What this series covers
This is the first of eight posts. Each one takes a single slice of the same question, how a merchant gets discovered and sold by AI agents without losing control of the brand, and ends with one concrete thing to do. Here is the road ahead:
- The new shopping aisle: a field guide to where AI buyers actually appear, from ChatGPT and Gemini to Perplexity and Amazon, and the payment rails behind them.
- From SEO to GEO: why getting picked by AI is a different game than ranking on Google, and what genuinely moves the needle.
- Agent-readable by design: feeds, structured data, and the new product page that AI can actually parse.
- Let an agent check out: the commerce and payment protocols, and how to stay the merchant of record.
- MCP and WebMCP: handing agents live tools to search, check stock, and add to cart.
- The disintermediation risk: how to avoid becoming a drop-shipper in someone else's aisle, the honest counterweight to all the optimism.
- Your 90-day playbook: the ordered action list that pulls the whole series into a plan you can start this week.
Do this now: the five-minute audit
Before you change anything, find out where you stand. Open ChatGPT, Gemini, or Perplexity and ask it the way a real customer would, in plain language, to recommend products in your category. Use a specific, natural query, for example "best running shoes for flat feet under $120" or "good gift for a coffee lover under 50 pounds."
- Do you appear at all? If not, you likely have a discovery problem at layer one.
- How are you described? Check whether the AI gets your name, price, and key attributes right, or repeats something out of date.
- Who shows up instead? The competitors the AI names are the ones currently winning the recommendation. That is your real benchmark.
Write down what you see. It is the baseline you will measure everything else against, and it makes the rest of this series concrete instead of theoretical. The AI front door is open. The only question left is whether it can find your store.
Frequently asked questions
What is agentic commerce?
Agentic commerce is shopping carried out by an AI agent on a person's behalf. Instead of only recommending products, the agent researches options, compares them against the shopper's stated needs, and can complete the purchase end to end. For a merchant it means a new kind of buyer: software that reads your catalog data, weighs you against competitors, and decides whether to put you in the basket.
How is agentic commerce different from regular online shopping or SEO?
In traditional online shopping a human browses your site and clicks buy.
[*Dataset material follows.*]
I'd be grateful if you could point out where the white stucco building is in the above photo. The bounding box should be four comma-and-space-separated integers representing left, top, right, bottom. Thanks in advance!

In agentic commerce an AI assistant sits between the shopper and your store, often answering with one synthesized recommendation rather than ten links. Winning is less about ranking a page a person clicks and more about being the option the AI can read, trust, and transact with. That discipline is called Generative Engine Optimization (GEO).
Is it too early for merchants to care about AI shopping agents?
No, and that is exactly the point. AI-referral traffic to US retail sites jumped roughly 1,300 percent over the 2024 holiday season (Adobe Analytics), yet AI still drives under 1 percent of total retail traffic today (Bain). The behavior is growing fast from a small base, which means the merchants who get readable and transactable now build their advantage before the volume arrives, not after.
What is the one thing a merchant should do first?
Run the audit yourself. Open ChatGPT, Gemini, or Perplexity and ask it to recommend products in your category, the way a customer would (for example, best running shoes for flat feet under $120). Note whether your brand appears, how it is described, and which competitors show up. That five-minute test tells you where you stand at the AI front door before you spend a dollar fixing anything.
Sources & further reading: Adobe Analytics: generative-AI traffic to US retail sites, McKinsey forecast via DigitalCommerce360, Gartner B2B forecast via DigitalCommerce360, Capgemini Research Institute, and Bain & Company: agentic AI in retail. Figures are drawn from the cited reports and forecasts; treat projections as directional.